In Oh, the stories they could tell, Amy Stapleton continues this long tradition of responding to the eucalyptus as both subject and symbol, yet she moves away from the rhetoric of struggle and heroism that has often defined it. Her works offer an intimate perspective on the gum tree, focusing on the subtle variations of surface, pattern, texture and colour that reveal its quiet resilience and living complexity. Through careful observation and sensitive material practice, Stapleton reclaims the gum tree from its mythic associations and restores it as a site of tenderness, memory and connection.

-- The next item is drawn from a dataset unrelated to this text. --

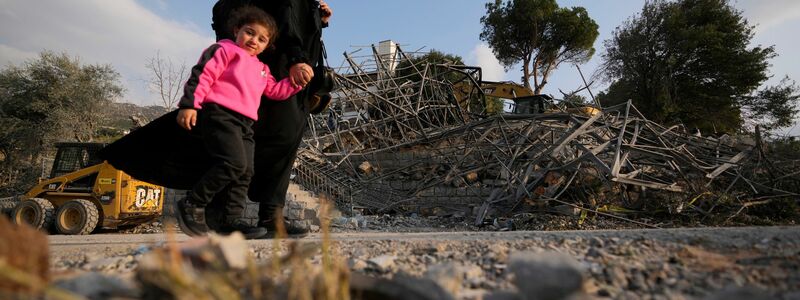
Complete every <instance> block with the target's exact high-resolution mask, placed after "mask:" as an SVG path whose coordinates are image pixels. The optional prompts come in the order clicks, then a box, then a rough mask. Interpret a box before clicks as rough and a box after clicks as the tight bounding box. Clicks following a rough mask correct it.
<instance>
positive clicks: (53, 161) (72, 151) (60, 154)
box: [50, 143, 106, 178]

For Stapleton, the gum tree stands as a symbol of womanhood—both act as guardians and caretakers, providing nourishment, shelter and continuity. Each weathers the demands of their environment, shaped by time and circumstance, yet continues to stand with strength and grace despite the scars they bear. Through this lens, the tree becomes not only an emblem of the Australian landscape but also a vessel for embodied histories and emotional terrain, connecting human and ecological experience through shared endurance and care. This parallel extends into Stapleton’s material process. Her surfaces echo the textures of bark and skin, layered and weathered through repeated gestures and mark-making. The accumulation of pigment and the visibility of each trace recall both the physical resilience of the tree and the emotional endurance of the body.

There is also an implicit act of ecological care within Stapleton’s work. Her project comprises one hundred studies, each based on the unique bark pattern of an individual gum tree she has encountered in the landscape. Every work is both a portrait and an act of attention—an intimate record of encounter between artist and tree. Extending this relationship beyond representation, the sale of each study contributes directly to the planting of a new tree through the regeneration initiative Fifteen Trees. In this way, Stapleton’s practice enacts the very cycle of care it depicts, transforming observation into restoration and creative practice into ecological renewal.

Stapleton’s Oh, the stories they could tell reminds us that the gum tree—so long a symbol of endurance, identity and belonging—remains a living conduit between art, people and place. Through her work, this most familiar of trees is reimagined as a mirror for human resilience and a quiet gesture of environmental hope.